CREATE VIEW solution AS
SELECT transaction.transaction_number,
transaction."date",
transaction.description,
transaction.amount,
SUM ( transaction.amount )
OVER balance_window AS closing_balance
FROM transaction
WINDOW balance_window AS (
ORDER BY transaction.transaction_number
RANGE BETWEEN UNBOUNDED PRECEDING
AND CURRENT ROW );

SELECT solution."date",
solution.description,
solution.amount,
solution.closing_balance
FROM solution
ORDER BY solution.transaction_number;
The final output shows the two checks in a different order from the original example, but that's OK because the specs didn't say how they should be sorted:
date        description                    amount  closing_balance
2008-02-01 FY009 Opening Balance 2329.54 2329.54
2008-02-19 DEP - insurance - adjustment 174.29 2503.83
2008-02-21 DEP - tax - refund 482.95 2986.78
2008-02-21 WD - cash - ATM -100.00 2886.78
2008-02-21 CHK 300 - hydro - invoice -283.53 2603.25
2008-02-21 CHK 301 - Township - dogtags -40.00 2563.25
2008-08-15 WD - cash - ATM -100.00 2463.25

2 comments:

Anonymous said...

Hi Breck,

Great post! You did a great job explaining a complex topic.
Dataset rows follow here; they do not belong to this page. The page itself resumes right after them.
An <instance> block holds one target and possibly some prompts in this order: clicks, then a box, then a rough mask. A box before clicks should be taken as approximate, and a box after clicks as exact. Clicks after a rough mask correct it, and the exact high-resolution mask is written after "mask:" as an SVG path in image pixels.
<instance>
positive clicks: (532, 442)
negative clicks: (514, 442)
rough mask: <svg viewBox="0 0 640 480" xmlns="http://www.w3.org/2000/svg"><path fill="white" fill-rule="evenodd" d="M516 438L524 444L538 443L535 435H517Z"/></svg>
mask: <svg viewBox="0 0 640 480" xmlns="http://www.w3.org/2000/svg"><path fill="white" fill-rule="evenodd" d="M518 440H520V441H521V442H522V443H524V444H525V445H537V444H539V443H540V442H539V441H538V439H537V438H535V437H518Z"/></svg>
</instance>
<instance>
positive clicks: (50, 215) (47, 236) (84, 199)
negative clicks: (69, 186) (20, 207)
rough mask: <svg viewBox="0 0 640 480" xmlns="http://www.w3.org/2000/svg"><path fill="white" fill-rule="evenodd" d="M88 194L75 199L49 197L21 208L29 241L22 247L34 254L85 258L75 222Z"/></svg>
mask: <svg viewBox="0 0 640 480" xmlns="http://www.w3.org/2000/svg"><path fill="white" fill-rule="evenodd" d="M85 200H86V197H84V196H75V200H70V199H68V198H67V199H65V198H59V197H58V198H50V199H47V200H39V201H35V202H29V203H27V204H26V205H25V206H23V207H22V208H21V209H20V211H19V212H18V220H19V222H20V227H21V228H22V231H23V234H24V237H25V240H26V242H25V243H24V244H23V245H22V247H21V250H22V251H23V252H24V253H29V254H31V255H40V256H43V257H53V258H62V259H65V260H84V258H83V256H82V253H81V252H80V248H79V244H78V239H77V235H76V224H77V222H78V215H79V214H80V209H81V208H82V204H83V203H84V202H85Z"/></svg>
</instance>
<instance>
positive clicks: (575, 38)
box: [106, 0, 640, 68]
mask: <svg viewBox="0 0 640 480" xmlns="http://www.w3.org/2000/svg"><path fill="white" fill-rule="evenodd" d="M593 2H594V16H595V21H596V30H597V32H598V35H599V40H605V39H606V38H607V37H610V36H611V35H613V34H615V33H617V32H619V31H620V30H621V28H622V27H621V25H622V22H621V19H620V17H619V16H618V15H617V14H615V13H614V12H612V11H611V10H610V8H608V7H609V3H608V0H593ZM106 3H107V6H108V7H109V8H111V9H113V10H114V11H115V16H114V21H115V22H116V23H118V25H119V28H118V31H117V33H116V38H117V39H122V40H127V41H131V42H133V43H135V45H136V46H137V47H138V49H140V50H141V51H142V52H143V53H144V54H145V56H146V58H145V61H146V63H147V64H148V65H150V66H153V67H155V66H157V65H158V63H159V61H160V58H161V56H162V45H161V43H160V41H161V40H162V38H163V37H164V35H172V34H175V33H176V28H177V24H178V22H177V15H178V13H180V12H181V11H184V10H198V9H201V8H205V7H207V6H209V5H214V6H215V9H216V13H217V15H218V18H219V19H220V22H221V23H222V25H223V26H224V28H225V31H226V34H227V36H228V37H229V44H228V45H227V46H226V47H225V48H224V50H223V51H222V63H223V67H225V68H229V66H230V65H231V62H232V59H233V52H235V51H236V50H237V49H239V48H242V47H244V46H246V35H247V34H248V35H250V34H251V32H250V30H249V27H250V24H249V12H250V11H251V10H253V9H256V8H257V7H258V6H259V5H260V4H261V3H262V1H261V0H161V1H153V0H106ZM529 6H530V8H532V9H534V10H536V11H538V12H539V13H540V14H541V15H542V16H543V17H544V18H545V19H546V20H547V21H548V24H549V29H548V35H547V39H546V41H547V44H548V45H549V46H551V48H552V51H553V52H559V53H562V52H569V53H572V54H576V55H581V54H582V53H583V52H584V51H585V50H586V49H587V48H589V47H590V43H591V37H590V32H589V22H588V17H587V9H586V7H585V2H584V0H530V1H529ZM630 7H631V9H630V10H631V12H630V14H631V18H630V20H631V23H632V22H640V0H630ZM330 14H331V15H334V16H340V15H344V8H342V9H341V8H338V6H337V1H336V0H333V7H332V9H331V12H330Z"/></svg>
From your solution though, this struck me as odd:

CREATE VIEW raw_transaction (
sort_order,
"date",
...

The following select statements all seem to suggest that the view should be

CREATE VIEW raw_transaction (
"date",
sort_order,
...

Right?

Regards,

-james.

Breck Carter said...

Your correction has been noted! Thanks... making a mistake is on thing, but not showing the actual output that corresponds to the sample code (or vice versa) is worse.